Shedding more light, he said the refining industries in Nigeria are confronted by many circumstantial problems including rising energy utilisation, problem of emission control and under-production, stressing that that was what gave him  the insight to carry out an exergetic study of the plant to proffer solution, and “our findings showed components that are both energetic and exergetic-highly inefficient. Our contribution was in the redesign of such components including heat exchanger network, preflash unit and atmospheric distillation unit. We came up with five different developed models of the modified vapour recompression heat pump modified which are of improved exergy; efficiency and lower emission”.  The Don said he had also worked on the development of basic and essential laboratory equipment. One of such being a steam generator or steam boiler, which is a closed vessel, usually used to produce steam from water by combustion of fuel for use in industries for the production of goods, food, heating and cooling of large buildings, running of equipment and production of electricity.

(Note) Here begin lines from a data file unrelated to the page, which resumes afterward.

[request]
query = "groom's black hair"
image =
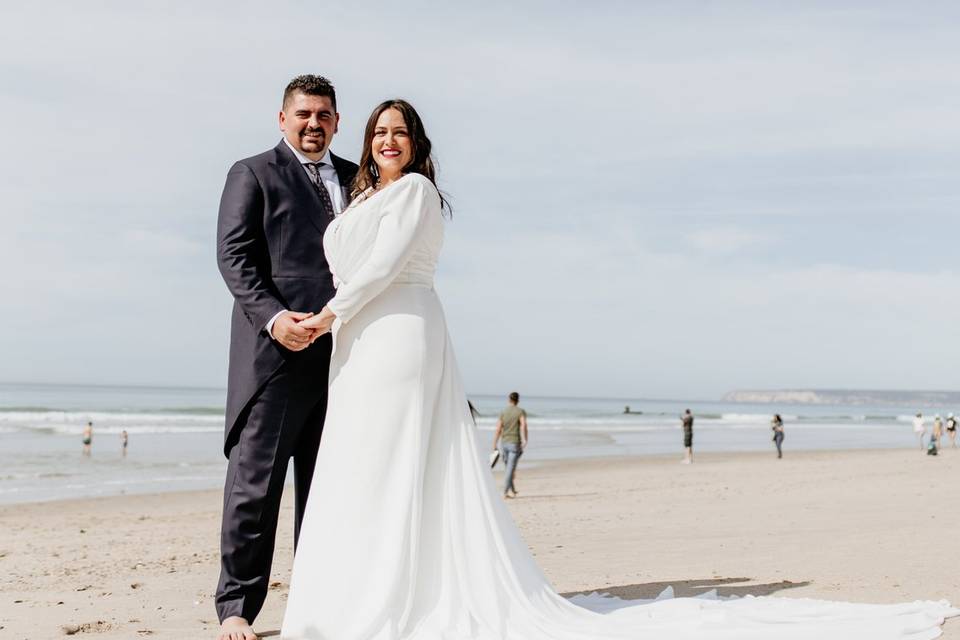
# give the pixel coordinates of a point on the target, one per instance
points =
(312, 86)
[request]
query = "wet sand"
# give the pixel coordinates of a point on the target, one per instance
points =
(869, 526)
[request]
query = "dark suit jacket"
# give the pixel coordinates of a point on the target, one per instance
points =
(270, 252)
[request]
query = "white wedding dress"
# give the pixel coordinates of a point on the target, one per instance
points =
(405, 536)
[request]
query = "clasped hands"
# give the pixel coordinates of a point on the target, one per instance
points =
(296, 330)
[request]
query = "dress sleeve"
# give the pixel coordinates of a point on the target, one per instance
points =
(407, 207)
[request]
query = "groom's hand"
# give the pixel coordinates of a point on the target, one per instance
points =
(320, 323)
(289, 333)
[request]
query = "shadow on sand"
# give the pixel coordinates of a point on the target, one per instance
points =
(682, 588)
(686, 588)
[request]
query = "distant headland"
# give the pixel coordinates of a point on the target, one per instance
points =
(844, 396)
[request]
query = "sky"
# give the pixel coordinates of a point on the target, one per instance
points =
(651, 199)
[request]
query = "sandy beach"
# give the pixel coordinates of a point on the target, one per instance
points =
(869, 526)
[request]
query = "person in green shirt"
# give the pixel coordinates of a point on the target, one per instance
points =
(512, 436)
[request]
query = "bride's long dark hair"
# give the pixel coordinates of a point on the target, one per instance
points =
(368, 174)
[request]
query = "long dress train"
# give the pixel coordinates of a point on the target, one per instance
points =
(405, 536)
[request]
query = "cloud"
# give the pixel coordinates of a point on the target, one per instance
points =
(728, 240)
(650, 198)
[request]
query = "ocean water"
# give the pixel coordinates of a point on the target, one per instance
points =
(176, 434)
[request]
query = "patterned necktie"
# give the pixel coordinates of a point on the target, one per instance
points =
(314, 168)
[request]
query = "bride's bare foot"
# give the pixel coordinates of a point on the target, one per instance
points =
(236, 628)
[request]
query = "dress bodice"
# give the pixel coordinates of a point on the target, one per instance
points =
(390, 237)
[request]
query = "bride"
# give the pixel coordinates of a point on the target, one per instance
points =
(405, 536)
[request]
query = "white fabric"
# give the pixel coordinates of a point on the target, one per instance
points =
(405, 536)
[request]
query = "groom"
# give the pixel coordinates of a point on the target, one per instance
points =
(273, 212)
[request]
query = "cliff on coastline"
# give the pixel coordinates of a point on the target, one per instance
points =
(844, 396)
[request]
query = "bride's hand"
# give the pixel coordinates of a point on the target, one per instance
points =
(319, 323)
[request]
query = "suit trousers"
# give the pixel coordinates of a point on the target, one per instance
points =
(284, 421)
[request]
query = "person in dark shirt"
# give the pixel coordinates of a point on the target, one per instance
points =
(687, 422)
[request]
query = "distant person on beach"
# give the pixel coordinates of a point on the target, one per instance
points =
(918, 428)
(777, 425)
(937, 429)
(512, 435)
(686, 421)
(87, 438)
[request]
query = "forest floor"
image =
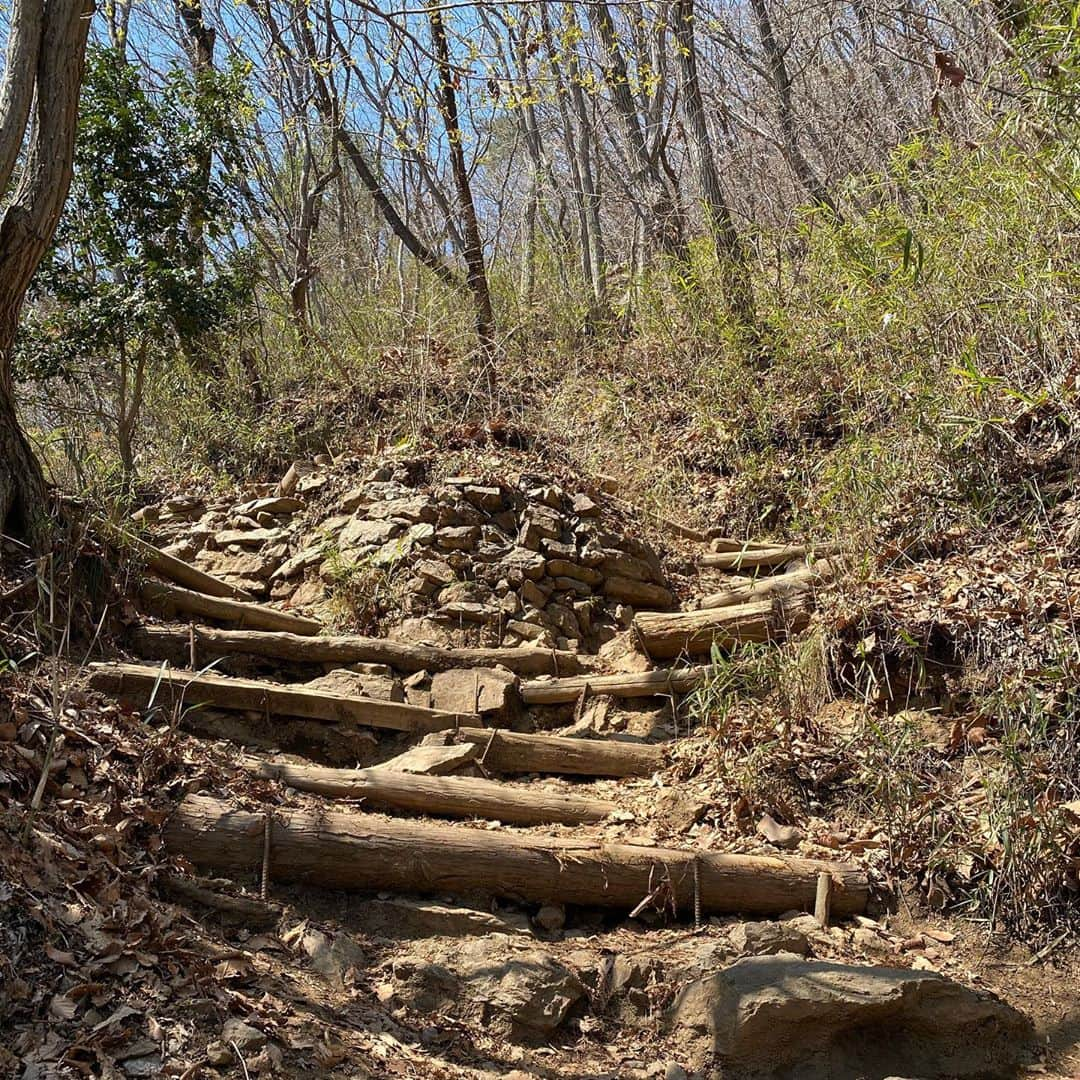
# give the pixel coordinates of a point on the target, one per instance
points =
(867, 734)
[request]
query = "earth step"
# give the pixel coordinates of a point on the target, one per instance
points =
(171, 643)
(175, 569)
(780, 1015)
(185, 689)
(512, 752)
(622, 685)
(801, 580)
(766, 556)
(665, 635)
(159, 596)
(441, 796)
(366, 852)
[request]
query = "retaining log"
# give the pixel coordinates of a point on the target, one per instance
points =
(163, 597)
(441, 796)
(784, 584)
(754, 557)
(512, 752)
(340, 850)
(667, 634)
(622, 685)
(186, 689)
(170, 643)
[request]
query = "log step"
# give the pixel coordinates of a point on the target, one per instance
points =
(669, 634)
(340, 850)
(441, 796)
(159, 596)
(623, 685)
(186, 689)
(171, 643)
(512, 752)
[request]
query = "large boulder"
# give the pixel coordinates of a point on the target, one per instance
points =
(781, 1016)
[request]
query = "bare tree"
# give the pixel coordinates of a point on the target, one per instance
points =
(45, 53)
(729, 248)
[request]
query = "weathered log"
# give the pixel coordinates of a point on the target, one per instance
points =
(511, 752)
(248, 910)
(173, 568)
(784, 584)
(752, 557)
(160, 596)
(186, 689)
(622, 685)
(665, 635)
(170, 643)
(442, 796)
(362, 851)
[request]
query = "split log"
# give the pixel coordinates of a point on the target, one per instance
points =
(160, 596)
(170, 643)
(187, 689)
(784, 584)
(665, 635)
(622, 685)
(753, 557)
(511, 752)
(173, 568)
(442, 796)
(361, 851)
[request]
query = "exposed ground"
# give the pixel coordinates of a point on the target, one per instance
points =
(860, 733)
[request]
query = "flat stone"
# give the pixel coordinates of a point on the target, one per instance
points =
(490, 691)
(458, 538)
(566, 568)
(248, 538)
(766, 939)
(274, 504)
(783, 1016)
(361, 532)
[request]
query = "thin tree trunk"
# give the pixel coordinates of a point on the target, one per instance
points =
(729, 250)
(50, 43)
(475, 270)
(782, 83)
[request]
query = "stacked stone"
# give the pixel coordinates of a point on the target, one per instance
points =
(526, 563)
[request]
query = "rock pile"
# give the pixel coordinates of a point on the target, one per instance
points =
(503, 563)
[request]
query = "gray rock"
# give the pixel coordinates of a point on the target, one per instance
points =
(766, 939)
(516, 991)
(785, 1017)
(244, 1036)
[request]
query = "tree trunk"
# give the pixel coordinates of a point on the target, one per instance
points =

“Steam boilers may be of different shapes and sizes, depending on their applications. Boilers have been in use for a very long time and over the course of time; various inventors and engineers have developed and modified them for the purposes of academic study, as well as to suit the needs of the modern man. In science and engineering laboratories, there is sometimes, the need to utilise steam or hot water to generate power,  carry out tests or used for other heating applications. Many higher educational institutions in Nigeria do not have this very useful device because of its high cost, since it is not being produced locally. We designed a fire-tube steam boiler suitable for use in laboratories as a research rig for power generator among others. The designed boiler can be manufactured locally at highly competitive cost with the materials of all components sourced from within”.

According to him, another device developed was a solar thermal-driven adsorption refrigeration system that works on the principle of cooling, by evaporation. The system neither has any moving part nor uses any energy other than the thermal solar energy, unlike the convectional vapour compression or absorption refrigeration system, which uses electricity. The developed system does not make use nor emit global warming and ozone-depletion substances, making it environmentally-friendly and the system running at minimal cost after the initial cost of investment.

Professor Waheed, however, noted that his research work was facing a lot of challenges, adding that the needed facilities for research were not there. He named such constraints to include lack of facilities for simulation in the laboratories, irregular power supply, poor attitude of industries to research and inadequate drive by students to work with researchers. The Professor further disclosed that engineers were facing more challenges than other researchers because most developed countries, assisting local researchers, were not always ready to support developmental/technological research.

He added that Nigerian researchers possess the potentials to achieve anything they wanted to achieve, noting that despite the challenges, the researchers would rather not give up; instead, they would prefer to focus more on light technology that would be of great benefits to our people. He added that most Nigerian researchers were involved in research merely because of getting promoted on the job; a practice he said, should not be. For him, research should be done painstakingly, adding that it may take several years, but at the end, the result would be a great breakthrough that would bring joy and fame to the researcher as well as the country.

Professor Waheed, who is also a former Director, Academic Planning of the University, advised the government to have a way of generating funds that would be set aside for research and make it mandatory for industry to collobarate with higher education institutions in the country. He added that there should be a programme that would also enlighten researchers, in order to change their attitude, such that they would carry out more researches that could touch the lives of the people, positively.